The intention of voting classifier algorithm is to merge concept based multiple machine learning techniques and the it applies a highest weighted vote or average of predicted probabilities referred as a soft vote to predict the dataset class labels. Voting classifier is very beneficial for group of equivalent performing models to stabilize each individual weaknesses mentioned in algorithm [29].

Algorithm – 1) Training of voting records on various multiple machine learning classifiers like random forest decision tree and gradient boosting Classifiers [30].

2) Based on classification samples count the majority vote.

3) Majority vote is used to control over-fitting and improve the predictive accuracy.

To stabilize the distribution of class labels special technique is applied over sampling technique called SMOTE - Synthetic Minority Oversampling Technique on imbalanced dataset. The best method for over sampling is Synthetic over sampling, in which new synthetic samples are generated [31, 32].

6. Result Analysis

6.1 Best feature selection

Feature Selection is the technique where we select best features from our dataset. Irrelevant can make model learn based on non-relevant features and also reduce the accuracy of the models. There are various methods for feature selection we use Feature Importance method which gives score of each feature where the feature having highest score is more important towards our predicted variable. Here in Figure 2 (below) ApplicantIncome, LoanAmount, CoapplicantIncome, CreditHistory and Loan_Amount_Term are more important towards Loan_Status that is output variable. The features here explain about the occurrence of the attribute using feature importance method the features are selected based on the value of occurrence here, attribute having feature value 0.050 and above are considered for the dataset. This is useful technique to remove the non-relevant attribute which further enhance the accuracy of the model.

Figure 2. Feature importance method

6.2 Confusion matrix

Confusion Matrix is an error matrix which shows the performance of classification model. Correct and incorrect predictions are summarized by using confusion matrix with their count.

Figure 3. Confusion Matrix for y_Test and X_Pred Values

The precision is the proportion of correctly classified true positive value (TP) to the ratio of sum of true positive value (TP) and false positive value (FP) as mentioned in Figure 3 and Table 1. For No (Bad) class it gives precision as 0.64 and for Yes (good) class it gives precision as 0.83 for decision tree algorithm. Similarly for gradient boosting and ensemble learner for No (Bad) class it gives precision as 0.69 and for Yes (good) class it gives precision as 0.79. The result is shown in Figure 4 mentioned below.
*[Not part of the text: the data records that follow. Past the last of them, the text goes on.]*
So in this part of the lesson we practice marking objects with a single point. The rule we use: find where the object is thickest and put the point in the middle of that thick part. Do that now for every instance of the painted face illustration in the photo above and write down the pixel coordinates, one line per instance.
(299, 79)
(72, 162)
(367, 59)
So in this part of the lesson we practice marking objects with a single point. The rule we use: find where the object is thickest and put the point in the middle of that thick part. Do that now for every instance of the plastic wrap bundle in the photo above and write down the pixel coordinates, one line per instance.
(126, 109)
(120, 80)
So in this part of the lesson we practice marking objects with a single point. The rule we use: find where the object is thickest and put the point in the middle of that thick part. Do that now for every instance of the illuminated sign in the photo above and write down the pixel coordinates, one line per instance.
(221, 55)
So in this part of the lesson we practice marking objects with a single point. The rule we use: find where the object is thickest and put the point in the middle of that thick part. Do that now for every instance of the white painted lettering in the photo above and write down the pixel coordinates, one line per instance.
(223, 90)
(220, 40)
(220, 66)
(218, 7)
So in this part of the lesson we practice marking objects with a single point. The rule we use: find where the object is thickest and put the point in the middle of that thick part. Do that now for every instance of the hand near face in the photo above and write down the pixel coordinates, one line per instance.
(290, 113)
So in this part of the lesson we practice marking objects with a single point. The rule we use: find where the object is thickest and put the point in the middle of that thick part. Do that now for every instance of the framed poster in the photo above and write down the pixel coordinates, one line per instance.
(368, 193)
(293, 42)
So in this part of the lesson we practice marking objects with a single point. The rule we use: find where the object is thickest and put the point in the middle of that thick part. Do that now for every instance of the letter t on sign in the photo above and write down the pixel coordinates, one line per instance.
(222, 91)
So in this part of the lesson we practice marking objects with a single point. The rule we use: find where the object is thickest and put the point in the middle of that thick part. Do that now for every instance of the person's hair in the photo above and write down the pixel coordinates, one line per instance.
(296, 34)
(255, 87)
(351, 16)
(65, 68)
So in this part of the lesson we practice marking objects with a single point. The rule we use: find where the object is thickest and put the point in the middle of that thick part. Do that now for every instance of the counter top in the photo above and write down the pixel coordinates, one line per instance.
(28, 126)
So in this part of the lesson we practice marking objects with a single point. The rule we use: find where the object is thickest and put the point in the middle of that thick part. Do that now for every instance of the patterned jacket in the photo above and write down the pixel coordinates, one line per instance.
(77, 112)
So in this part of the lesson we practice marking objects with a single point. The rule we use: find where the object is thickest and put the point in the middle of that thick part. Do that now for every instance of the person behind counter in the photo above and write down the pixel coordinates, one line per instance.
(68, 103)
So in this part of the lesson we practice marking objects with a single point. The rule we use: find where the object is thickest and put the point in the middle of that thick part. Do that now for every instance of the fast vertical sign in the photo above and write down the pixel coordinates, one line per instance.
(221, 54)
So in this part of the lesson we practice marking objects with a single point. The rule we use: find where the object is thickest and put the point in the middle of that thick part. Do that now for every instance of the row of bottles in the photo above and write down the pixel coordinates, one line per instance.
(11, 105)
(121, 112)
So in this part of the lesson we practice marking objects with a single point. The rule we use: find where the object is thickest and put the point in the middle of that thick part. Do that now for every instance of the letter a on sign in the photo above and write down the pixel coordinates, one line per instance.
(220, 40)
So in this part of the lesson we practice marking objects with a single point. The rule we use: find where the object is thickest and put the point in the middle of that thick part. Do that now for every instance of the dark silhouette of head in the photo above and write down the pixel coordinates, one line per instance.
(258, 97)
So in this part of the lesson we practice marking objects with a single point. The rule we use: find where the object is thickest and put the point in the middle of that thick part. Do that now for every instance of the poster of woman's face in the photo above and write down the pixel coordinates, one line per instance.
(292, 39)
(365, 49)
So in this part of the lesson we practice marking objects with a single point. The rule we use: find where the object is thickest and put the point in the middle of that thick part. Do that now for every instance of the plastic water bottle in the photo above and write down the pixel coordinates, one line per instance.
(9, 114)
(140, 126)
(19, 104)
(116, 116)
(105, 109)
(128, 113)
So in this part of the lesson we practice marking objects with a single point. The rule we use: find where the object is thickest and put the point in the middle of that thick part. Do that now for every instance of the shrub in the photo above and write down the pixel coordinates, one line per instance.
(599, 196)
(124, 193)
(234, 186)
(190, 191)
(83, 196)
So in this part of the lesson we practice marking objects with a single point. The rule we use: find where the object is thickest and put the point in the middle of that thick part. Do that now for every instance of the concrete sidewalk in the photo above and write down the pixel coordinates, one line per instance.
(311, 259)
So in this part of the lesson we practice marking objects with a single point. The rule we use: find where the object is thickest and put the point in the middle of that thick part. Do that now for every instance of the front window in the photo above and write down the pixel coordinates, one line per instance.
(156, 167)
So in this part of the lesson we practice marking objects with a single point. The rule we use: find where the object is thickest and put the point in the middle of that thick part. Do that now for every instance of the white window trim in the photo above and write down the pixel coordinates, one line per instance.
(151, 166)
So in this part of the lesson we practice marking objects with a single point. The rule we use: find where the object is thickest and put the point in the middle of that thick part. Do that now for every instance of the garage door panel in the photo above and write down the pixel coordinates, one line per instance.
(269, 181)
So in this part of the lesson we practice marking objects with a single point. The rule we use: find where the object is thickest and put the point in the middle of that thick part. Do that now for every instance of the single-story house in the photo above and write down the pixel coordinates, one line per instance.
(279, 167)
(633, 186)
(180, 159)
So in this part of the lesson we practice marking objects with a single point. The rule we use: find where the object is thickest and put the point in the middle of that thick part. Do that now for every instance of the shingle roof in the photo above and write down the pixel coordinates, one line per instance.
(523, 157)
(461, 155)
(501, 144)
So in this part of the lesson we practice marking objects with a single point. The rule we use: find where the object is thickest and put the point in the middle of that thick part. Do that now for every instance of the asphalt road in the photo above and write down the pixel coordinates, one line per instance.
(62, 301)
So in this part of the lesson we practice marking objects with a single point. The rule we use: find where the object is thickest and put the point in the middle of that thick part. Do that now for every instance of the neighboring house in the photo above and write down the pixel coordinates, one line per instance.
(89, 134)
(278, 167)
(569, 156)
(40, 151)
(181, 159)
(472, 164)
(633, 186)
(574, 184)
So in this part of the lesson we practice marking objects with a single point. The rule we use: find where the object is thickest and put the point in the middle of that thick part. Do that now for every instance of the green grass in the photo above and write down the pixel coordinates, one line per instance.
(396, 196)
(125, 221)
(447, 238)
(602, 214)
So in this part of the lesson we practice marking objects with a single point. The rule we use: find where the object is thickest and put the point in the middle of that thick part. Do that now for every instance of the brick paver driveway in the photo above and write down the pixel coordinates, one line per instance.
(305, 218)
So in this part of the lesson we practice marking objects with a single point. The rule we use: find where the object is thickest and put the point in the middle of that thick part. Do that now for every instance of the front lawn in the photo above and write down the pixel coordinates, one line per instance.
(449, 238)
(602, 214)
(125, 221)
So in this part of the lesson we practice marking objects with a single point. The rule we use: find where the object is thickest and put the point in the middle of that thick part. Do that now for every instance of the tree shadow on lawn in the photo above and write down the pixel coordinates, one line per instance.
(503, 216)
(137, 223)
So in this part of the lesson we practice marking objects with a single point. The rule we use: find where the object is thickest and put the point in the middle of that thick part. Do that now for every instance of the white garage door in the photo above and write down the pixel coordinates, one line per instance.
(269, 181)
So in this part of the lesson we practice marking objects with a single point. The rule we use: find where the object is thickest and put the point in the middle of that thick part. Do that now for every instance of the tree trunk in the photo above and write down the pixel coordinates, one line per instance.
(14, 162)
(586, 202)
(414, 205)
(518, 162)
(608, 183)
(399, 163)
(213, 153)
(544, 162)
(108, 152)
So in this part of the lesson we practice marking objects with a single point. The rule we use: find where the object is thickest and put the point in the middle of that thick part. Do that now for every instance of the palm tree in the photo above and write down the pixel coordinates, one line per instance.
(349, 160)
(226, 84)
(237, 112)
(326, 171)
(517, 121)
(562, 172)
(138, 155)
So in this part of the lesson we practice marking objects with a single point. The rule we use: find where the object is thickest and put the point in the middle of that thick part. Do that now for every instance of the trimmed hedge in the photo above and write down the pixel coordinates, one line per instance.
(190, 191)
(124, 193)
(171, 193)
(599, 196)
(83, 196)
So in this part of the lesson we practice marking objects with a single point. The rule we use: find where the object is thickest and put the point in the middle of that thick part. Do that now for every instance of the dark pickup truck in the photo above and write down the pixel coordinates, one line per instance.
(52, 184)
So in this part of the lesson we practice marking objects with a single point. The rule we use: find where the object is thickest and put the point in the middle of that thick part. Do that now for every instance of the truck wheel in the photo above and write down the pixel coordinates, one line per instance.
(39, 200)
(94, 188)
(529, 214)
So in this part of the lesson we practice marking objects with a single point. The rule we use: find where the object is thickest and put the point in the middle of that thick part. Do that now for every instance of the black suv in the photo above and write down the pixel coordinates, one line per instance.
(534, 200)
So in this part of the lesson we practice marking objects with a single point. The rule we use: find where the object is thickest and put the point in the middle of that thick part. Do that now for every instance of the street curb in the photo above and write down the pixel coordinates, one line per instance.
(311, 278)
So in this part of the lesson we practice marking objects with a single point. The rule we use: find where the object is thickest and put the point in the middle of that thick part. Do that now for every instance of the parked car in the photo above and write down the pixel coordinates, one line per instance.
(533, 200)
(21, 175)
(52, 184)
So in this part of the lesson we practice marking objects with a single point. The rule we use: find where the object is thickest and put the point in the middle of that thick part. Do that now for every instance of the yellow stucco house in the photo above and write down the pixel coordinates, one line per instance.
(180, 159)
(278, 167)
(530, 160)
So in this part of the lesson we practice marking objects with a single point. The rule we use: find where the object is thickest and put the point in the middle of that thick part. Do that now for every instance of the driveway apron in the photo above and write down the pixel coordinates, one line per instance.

Table 1. Prediction term and values

Prediction Terms


True Positive (TP)


False Negative (FN)


True Negative (TN)


False Positive (FP)


6.3 Classification report

The recall is the proportion of correctly classified true positive (TP) value to the ratio of sum of true positive value (TP) and false negative value (FN). For No (Bad) class it gives recall as 0.48 and for Yes (good) class it gives recall as 0.90 for decision tree algorithm. Similarly for gradient boosting and ensemble learner No (Bad) class it gives recall as 0.50 and for Yes (good) class it gives precision as 0.89. The result is shown in Figure 5 mentioned below.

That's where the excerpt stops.